Growth and characterization of GaDyN/GaN double barrierstructures

GaDyN/GaN double-barrier magnetic tunneling junctions (DB-MTJs) structures are grown on GaN templates by radio-frequency plasma-assisted molecular beam epitaxy (RF-MBE). X-ray diffraction (XRD) θ/2θ scan curves exhibited a clear peak of GaDyN at low angle side of the GaN (0002) diffraction peak. From analyzing extended x-ray absorption fine structure (EXAFS), majority of Dy atoms are found to be incorporated into substituting the Ga sites in GaN with wurtzite structure, and GaDyN has longer bond length than that of GaN. From XRD and EXAFS results, the lattice constant of the GaDyN is larger than that of GaN due to large radius of Dy ion. Photoluminescence from GaDyN DB-MTJs structure was found, which is related to the Dy ions.

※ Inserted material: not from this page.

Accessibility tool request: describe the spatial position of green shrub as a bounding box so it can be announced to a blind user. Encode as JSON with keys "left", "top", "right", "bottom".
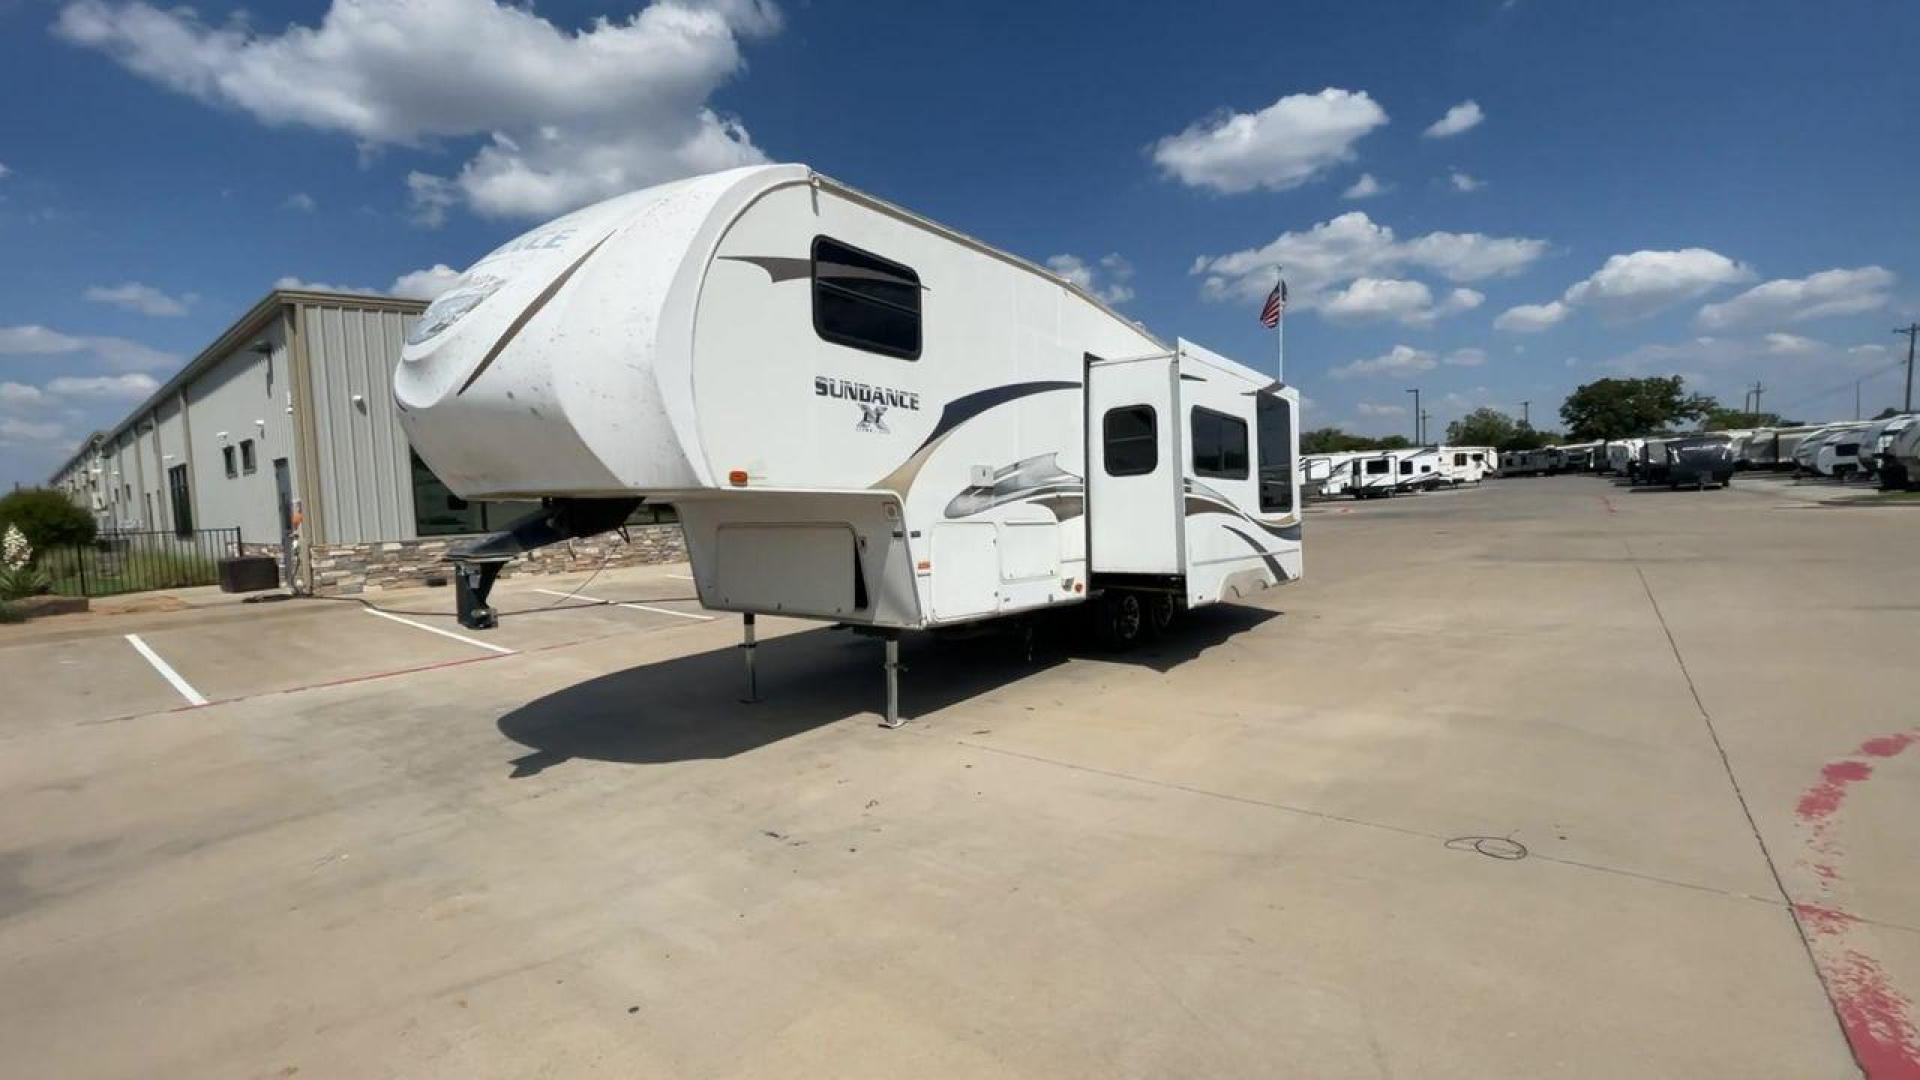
{"left": 0, "top": 488, "right": 97, "bottom": 549}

Ferromagnetism is confirmed in the magnetization versus magnetic field curves at room temperature for the all samples. It is found that the magnetization per unit volume and the coercivity show change with increasing the thickness of the middle GaDyN layer. This implies that the interlayer interaction exists between the GaDyN layers. ► GaDyN/GaN double-barrier magnetic tunneling junctions (DB-MTJs) structures are grown by the MBE method. ► Ferromagnetism is confirmed at room temperature for the GaDyN quantum wells. ► It is found that the interlayer interaction exists between the GaDyN quantumwells.